- 9.3 Sampling-based Safe Reinforcement Learning for Nonlinear Dynamical Systems
- Authors: Wesley A. Suttle, Vipul K. Sharma, Krishna C. Kosaraju, S. Sivaranjani, Ji Liu, Vijay Gupta, Brian M. Sadler
- Reason: This paper presents a novel approach to aligning control theory with reinforcement learning in order to achieve safety guarantees and convergence.

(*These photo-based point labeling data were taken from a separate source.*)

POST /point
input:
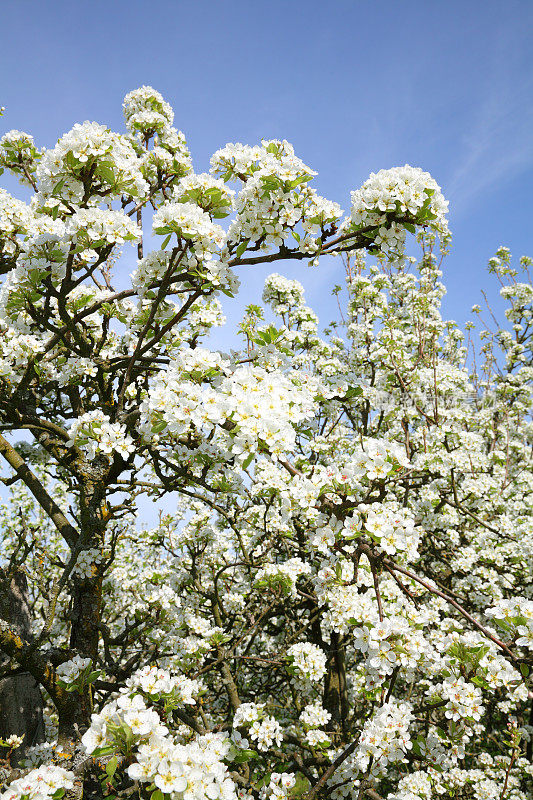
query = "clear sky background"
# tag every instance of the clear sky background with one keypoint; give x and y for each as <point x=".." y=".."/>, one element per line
<point x="355" y="85"/>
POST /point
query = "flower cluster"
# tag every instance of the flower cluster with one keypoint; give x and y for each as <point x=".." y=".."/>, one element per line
<point x="92" y="228"/>
<point x="308" y="660"/>
<point x="158" y="682"/>
<point x="70" y="670"/>
<point x="385" y="738"/>
<point x="88" y="155"/>
<point x="94" y="433"/>
<point x="40" y="783"/>
<point x="515" y="615"/>
<point x="15" y="218"/>
<point x="283" y="576"/>
<point x="256" y="408"/>
<point x="393" y="197"/>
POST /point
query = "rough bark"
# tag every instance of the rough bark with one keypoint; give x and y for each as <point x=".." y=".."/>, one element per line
<point x="21" y="702"/>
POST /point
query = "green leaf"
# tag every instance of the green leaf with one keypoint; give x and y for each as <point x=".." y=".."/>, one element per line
<point x="353" y="391"/>
<point x="107" y="173"/>
<point x="244" y="756"/>
<point x="241" y="248"/>
<point x="111" y="766"/>
<point x="248" y="460"/>
<point x="106" y="750"/>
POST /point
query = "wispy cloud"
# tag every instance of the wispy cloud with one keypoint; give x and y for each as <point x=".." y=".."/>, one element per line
<point x="499" y="144"/>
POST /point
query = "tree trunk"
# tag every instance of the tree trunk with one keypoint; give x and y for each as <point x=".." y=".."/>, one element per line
<point x="21" y="702"/>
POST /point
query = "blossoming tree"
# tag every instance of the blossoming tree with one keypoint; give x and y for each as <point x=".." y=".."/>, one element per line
<point x="335" y="602"/>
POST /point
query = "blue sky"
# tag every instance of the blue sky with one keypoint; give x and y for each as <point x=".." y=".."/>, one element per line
<point x="354" y="85"/>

Given the affiliation of authors with important institutions and the applicability of the research to safe RL in nonlinear systems, the potential impact in the field of RL is significant.
- 9.2 RL-CFR: Improving Action Abstraction for Imperfect Information Extensive-Form Games with Reinforcement Learning
- Authors: Boning Li, Zhixuan Fang, Longbo Huang
- Reason: Introduces a novel RL approach for dynamic action abstraction in complex games, demonstrating significant performance improvements over established algorithms, which indicates high potential influence in game theory and complex decision-making applications.
- 9.0 A mechanism-informed reinforcement learning framework for shape optimization of airfoils
- Authors: Jingfeng Wang, Guanghui Hu
- Reason: The paper combines RL with complex engineering processes, specifically for airfoil shape optimization, suggesting impactful applications in design and aerodynamics.
- 8.9 Stabilizing Policy Gradients for Stochastic Differential Equations via Consistency with Perturbation Process
- Authors: Xiangxin Zhou, Liang Wang, Yichi Zhou
- Reason: The paper addresses a fundamental challenge in policy gradients concerning training stability and sample complexity, and applies it to the significant domain of structure-based drug design, indicating high influence potential in the RL community and beyond.
- 8.7 Bidirectional Progressive Neural Networks with Episodic Return Progress for Emergent Task Sequencing and Robotic Skill Transfer
- Authors: Suzan Ece Ada, Hanne Say, Emre Ugur, Erhan Oztop
- Reason: The authors propose a unique RL framework that enables effective learning and skill transfer across different robots, showing relevance in multi-task learning and robotics. The affiliation with well-known universities and the innovative nature of the work elevates its importance.
- 8.7 Learning Human-to-Humanoid Real-Time Whole-Body Teleoperation
- Authors: Tairan He, Zhengyi Luo, Wenli Xiao, Chong Zhang, Kris Kitani, Changliu Liu, Guanya Shi
- Reason: Presents a novel reinforcement learning framework for real-time teleoperation, which is a major step towards practical humanoid robot control and could influence various aspects of robotics and machine learning.
- 8.5 SWAP-NAS: Sample-Wise Activation Patterns For Ultra-Fast NAS
- Authors: Yameng Peng, Andy Song, Haytham M. Fayek, Vic Ciesielski, Xiaojun Chang
- Reason: This work presents a novel training-free metric for NAS, which is a crucial element in RL for architecture selection. The impressive correlation with ground-truth performance suggests a potentially transformative impact on the efficiency of NAS and RL.
- 8.5 Learning Agility Adaptation for Flight in Clutter
- Authors: Guangyu Zhao, Tianyue Wu, Yeke Chen, Fei Gao
- Reason: Proposes a learning and planning framework to enhance the flight agility of robots in cluttered environments, offering substantial improvements in efficiency and safety, which have potential implications for autonomous flying robots.
- 8.3 Mastering Memory Tasks with World Models
- Authors: Mohammad Reza Samsami, Artem Zholus, Janarthanan Rajendran, Sarath Chandar
- Reason: By tackling the issue of long-term dependencies and long-horizon credit assignment in RL, this paper could significantly affect how complex memory tasks are approached in the field. The fact that it establishes superhuman benchmarks further underscores its potential influence.
- 8.3 Teaching Large Language Models to Reason with Reinforcement Learning
- Authors: Alex Havrilla, Yuqing Du, Sharath Chandra Raparthy, Christoforos Nalmpantis, Jane Dwivedi-Yu, Maksym Zhuravinskyi, Eric Hambro, Sainbayar Sukhbaatar, Roberta Raileanu
- Reason: Investigates the improvement of reasoning capabilities in large language models through various reinforcement learning algorithms, which might influence future research in natural language processing and AI alignment.